Déclaration lors de l'arrivée à la réunion extraordinaire des chefs d'Etat et de gouvernement de l'Union européenne consacrée à l'Ukraine

LE PRESIDENT : Le Conseil européen va exprimer la voix de l’Union sur la question de l’Ukraine en donnant son soutien au Gouvernement ukrainien pour mener les réformes économiques et organiser l’élection présidentielle.

Ensuite, il va y avoir la pression – la plus forte possible – sur la Russie pour engager un processus de désescalade. Dans les pressions, il y a bien sûr le recours éventuel à des sanctions mais des pressions pourquoi faire ? Que recherchons-nous ? Pas pour faire monter, une fois encore, les tensions, mais au contraire ouvrir la voie du dialogue.

C’est ce que nous avons fait déjà, hier à Paris, et cela a été une première étape, je pense utile. Il faut qu’il y ait maintenant une pression suffisamment forte exercée par l’Europe pour diminuer la tension, ouvrir la voie du dialogue et permettre enfin à l’Ukraine de pouvoir décider de son destin.

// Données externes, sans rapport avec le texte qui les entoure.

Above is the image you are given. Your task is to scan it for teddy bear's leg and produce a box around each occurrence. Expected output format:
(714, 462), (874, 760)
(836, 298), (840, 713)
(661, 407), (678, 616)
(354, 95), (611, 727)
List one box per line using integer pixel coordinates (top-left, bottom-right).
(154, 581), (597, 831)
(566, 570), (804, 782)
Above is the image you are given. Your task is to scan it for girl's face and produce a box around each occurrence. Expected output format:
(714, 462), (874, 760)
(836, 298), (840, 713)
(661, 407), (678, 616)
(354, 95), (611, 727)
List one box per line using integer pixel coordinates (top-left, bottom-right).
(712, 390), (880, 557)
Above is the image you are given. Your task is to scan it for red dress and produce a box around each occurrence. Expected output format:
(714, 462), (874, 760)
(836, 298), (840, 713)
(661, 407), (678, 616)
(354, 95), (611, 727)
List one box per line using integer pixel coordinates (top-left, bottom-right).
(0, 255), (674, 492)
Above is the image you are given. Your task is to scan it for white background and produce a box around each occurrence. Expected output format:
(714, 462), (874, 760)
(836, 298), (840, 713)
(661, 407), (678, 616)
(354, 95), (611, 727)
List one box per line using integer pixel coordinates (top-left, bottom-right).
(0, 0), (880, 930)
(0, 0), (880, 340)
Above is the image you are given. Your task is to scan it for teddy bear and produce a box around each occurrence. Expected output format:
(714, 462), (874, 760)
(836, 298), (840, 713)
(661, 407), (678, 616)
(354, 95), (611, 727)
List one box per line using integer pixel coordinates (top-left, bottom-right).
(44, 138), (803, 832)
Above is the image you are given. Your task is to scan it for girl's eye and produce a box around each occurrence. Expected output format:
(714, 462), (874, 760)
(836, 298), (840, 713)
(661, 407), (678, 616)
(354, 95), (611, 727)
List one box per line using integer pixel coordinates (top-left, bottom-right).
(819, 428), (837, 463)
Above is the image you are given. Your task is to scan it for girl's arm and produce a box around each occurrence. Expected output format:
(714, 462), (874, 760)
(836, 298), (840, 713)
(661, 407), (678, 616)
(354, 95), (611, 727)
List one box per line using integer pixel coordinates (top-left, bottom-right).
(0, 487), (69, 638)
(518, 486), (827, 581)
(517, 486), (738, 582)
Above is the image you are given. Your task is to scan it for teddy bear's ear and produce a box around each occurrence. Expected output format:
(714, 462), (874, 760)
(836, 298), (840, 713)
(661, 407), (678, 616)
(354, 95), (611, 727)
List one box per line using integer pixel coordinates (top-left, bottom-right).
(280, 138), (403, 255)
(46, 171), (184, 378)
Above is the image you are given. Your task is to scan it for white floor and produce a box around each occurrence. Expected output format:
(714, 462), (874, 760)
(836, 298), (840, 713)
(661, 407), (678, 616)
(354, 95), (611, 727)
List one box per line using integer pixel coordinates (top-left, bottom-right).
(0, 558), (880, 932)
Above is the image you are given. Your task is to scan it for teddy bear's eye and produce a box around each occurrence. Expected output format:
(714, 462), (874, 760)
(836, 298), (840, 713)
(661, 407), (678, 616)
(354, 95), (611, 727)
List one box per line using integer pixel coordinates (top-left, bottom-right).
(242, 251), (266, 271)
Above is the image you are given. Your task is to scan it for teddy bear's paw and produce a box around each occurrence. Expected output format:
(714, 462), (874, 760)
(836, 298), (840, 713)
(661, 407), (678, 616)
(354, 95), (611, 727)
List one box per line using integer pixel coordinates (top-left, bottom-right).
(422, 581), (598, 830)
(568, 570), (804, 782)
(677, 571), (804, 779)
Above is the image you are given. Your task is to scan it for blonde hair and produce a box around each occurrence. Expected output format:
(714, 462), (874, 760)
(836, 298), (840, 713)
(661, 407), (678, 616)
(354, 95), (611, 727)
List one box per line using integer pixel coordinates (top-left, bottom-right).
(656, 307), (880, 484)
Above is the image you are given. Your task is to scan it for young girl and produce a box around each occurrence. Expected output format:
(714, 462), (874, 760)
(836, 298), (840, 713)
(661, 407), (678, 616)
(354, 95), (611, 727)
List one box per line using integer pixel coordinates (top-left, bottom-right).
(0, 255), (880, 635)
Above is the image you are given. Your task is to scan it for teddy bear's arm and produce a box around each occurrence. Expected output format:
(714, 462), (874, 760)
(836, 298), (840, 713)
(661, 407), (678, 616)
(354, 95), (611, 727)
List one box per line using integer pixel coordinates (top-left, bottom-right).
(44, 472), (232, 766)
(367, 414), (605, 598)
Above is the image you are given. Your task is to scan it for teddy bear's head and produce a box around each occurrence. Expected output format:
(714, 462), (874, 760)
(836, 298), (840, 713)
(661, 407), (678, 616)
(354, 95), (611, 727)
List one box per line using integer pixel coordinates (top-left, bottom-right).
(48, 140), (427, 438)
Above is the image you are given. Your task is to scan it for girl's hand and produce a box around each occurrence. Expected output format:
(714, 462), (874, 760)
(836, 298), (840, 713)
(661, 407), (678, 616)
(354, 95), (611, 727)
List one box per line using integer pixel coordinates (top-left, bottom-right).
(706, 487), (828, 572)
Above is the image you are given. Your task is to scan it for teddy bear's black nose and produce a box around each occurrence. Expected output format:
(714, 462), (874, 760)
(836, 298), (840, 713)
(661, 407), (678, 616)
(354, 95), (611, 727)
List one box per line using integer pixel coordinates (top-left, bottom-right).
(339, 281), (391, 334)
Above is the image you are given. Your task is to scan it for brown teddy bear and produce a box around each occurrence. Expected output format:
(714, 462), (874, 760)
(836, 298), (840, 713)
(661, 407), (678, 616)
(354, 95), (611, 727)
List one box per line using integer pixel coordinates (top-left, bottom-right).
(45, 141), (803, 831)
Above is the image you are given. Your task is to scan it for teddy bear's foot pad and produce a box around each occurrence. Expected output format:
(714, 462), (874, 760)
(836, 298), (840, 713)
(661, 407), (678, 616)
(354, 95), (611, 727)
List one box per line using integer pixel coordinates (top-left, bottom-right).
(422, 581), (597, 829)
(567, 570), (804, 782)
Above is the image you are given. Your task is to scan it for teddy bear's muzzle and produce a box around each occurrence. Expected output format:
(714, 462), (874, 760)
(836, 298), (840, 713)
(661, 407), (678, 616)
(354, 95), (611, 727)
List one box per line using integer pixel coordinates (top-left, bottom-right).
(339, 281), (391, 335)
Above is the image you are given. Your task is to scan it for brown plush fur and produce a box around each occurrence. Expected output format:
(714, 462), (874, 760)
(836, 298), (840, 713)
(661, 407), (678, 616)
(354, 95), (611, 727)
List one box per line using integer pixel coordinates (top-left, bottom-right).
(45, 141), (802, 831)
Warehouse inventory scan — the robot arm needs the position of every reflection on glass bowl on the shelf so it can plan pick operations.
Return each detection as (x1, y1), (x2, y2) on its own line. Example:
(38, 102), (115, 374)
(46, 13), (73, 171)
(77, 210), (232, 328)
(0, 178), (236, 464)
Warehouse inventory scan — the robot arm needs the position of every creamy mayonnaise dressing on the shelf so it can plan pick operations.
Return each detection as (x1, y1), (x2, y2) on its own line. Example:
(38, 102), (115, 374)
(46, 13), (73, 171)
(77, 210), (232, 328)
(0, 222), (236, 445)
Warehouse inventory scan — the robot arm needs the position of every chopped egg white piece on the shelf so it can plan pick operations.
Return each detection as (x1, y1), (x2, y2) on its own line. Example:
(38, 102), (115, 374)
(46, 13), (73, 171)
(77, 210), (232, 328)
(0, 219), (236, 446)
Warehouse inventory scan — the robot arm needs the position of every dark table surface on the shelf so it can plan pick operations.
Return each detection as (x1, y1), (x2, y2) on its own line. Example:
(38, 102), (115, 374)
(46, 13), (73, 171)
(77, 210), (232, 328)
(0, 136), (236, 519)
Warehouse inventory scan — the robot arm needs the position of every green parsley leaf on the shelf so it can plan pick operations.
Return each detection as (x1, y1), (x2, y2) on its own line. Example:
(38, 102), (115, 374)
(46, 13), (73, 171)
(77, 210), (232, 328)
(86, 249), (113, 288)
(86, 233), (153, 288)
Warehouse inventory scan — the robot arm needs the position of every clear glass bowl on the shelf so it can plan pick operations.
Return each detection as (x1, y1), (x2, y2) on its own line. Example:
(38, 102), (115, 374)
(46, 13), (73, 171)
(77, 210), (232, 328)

QUESTION : Tout le monde n’est pas sur cette ligne, la Pologne, la Lituanie …

LE PRESIDENT : Il faut être tous ensemble. Pour être efficaces, tous les Européens doivent parler de la même façon, avec la même détermination et avec les mêmes objectifs. Ce que je fais au nom de la France, je le fais pour l’Europe, pour que nous puissions faire les pressions nécessaires afin d’ouvrir la voie du dialogue, de la médiation et de la négociation. C’est ce que j’ai dit à Vladimir POUTINE lorsque je l’ai eu au téléphone il y a quelques jours. Je l’ai redit à son ministre des Affaires étrangères et nous allons continuer.

Si l’Europe est unie, elle sera à mon sens utile pour aboutir à cette solution : la pression, diminuer la tension et arriver à une médiation dans l’intérêt de l’Ukraine. Merci.